Additionally, the shared identifier limit check failed on phone_number. This means that the app discovered instances where a single phone_number appears on more than 3 profiles, which violates the assumption that phone_number is shared at most across 3 profiles at any given time.
The next check is a high-cardinality test for each identifier in the input table compared to the stable identifier. IdentityQA tests for cardinality because exceptionally high counts of any identifier per single stable identifier generally mean that there is an issue with the underlying data. In the screenshot below, you can see that there are 10 profiles that have an abnormally high count of client_ids compared to the other 15 profiles in the sample. This tells you that these emails may be fake, or maybe they're emails used for testing purposes and should be excluded from marketing.

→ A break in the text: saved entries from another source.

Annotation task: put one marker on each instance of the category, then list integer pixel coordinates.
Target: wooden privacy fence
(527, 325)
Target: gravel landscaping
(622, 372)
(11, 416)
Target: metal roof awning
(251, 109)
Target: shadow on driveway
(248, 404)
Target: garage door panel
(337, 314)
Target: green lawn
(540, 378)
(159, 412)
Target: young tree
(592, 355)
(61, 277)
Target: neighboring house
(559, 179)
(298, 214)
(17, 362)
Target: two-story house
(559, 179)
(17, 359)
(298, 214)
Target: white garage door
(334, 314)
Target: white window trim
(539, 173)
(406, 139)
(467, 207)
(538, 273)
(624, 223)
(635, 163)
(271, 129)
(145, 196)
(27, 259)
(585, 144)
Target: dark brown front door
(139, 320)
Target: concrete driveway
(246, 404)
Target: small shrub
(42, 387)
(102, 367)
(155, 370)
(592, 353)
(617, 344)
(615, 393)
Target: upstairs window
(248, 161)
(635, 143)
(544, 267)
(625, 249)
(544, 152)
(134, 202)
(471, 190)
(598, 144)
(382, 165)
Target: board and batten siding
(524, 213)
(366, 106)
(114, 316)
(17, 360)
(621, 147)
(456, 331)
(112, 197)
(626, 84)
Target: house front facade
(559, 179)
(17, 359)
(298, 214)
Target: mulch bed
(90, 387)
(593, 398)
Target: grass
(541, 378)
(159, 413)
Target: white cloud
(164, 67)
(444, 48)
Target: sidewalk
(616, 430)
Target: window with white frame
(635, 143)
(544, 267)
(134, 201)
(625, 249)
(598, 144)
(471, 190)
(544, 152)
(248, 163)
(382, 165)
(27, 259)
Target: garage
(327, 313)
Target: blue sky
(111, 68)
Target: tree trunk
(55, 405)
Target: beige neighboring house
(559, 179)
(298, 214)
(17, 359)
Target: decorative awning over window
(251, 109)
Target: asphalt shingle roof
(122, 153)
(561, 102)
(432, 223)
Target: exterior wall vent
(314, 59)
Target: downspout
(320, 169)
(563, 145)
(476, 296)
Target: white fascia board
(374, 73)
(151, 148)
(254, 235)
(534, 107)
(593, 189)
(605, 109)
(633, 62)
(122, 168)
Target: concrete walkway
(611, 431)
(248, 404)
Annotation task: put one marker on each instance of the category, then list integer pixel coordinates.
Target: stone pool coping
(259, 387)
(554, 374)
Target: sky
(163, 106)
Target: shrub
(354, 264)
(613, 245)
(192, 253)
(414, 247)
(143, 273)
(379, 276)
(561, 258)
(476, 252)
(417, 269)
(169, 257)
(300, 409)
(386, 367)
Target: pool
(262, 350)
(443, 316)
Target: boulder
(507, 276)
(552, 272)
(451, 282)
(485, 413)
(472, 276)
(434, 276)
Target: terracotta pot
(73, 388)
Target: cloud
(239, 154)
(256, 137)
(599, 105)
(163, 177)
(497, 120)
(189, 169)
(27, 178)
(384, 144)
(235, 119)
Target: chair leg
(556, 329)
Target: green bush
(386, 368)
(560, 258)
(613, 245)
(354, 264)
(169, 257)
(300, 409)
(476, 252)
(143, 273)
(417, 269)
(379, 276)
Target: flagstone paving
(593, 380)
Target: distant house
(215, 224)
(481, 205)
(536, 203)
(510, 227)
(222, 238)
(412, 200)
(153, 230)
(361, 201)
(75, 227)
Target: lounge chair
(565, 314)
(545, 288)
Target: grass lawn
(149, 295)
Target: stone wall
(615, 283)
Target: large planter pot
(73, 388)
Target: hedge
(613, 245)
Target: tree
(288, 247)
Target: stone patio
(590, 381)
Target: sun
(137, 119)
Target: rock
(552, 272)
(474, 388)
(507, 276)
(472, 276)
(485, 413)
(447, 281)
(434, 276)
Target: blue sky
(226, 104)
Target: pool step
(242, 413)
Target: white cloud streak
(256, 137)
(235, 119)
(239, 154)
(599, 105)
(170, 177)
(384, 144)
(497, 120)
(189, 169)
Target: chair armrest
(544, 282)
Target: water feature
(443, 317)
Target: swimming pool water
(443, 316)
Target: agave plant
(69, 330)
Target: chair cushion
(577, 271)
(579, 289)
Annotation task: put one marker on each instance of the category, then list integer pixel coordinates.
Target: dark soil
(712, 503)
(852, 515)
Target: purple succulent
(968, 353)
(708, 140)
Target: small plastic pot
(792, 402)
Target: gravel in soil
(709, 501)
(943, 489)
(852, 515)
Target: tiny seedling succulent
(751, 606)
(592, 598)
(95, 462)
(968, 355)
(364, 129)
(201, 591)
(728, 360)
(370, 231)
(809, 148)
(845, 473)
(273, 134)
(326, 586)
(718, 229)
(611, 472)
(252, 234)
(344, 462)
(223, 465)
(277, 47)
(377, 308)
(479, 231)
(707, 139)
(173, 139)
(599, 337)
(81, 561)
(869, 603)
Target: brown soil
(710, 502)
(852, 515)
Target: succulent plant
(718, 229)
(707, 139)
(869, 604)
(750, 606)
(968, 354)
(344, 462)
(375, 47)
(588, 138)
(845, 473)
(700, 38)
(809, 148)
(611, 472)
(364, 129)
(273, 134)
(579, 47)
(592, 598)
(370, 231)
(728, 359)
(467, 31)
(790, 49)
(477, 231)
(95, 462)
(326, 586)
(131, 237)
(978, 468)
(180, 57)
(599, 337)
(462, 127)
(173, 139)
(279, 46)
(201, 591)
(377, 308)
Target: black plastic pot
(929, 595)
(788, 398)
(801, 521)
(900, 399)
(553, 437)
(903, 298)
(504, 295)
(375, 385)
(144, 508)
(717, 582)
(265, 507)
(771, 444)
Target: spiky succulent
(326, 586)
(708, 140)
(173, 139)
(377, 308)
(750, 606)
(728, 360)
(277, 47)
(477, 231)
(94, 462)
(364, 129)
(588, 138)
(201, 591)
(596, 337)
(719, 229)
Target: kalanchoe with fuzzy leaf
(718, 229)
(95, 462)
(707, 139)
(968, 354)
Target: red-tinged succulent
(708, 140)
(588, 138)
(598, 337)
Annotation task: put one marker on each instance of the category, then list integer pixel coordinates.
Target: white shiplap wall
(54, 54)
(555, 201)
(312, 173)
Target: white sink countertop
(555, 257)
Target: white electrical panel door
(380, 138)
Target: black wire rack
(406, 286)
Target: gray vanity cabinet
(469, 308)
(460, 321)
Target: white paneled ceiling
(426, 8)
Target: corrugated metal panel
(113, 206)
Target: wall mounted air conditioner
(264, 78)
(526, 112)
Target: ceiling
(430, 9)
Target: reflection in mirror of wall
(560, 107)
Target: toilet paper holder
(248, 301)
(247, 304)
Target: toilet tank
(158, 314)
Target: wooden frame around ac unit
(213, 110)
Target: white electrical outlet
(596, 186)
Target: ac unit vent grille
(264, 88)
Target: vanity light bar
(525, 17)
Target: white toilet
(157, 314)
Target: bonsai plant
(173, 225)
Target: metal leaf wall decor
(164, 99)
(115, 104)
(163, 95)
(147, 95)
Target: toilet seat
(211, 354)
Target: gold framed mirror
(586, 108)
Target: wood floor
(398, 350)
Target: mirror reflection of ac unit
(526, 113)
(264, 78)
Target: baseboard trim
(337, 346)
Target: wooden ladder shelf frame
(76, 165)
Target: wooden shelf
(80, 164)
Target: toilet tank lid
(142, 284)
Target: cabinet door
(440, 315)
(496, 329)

Your next step here should be to dive into these email addresses and determine why they might have so many client_ids associated with them and if they're valid profiles or not.
Next, the report shows email & phone_number validations. You can see in this example that out of the ~1M total records in the input table, ~30K emails are considered invalid and ~80K phone numbers are considered invalid.
Congratulations! You've successfully QA'd your customer identity model using Simon Data's Native Snowflake App, IdentityQA! You now have the insight you need to be able to finetune & improve your identity model.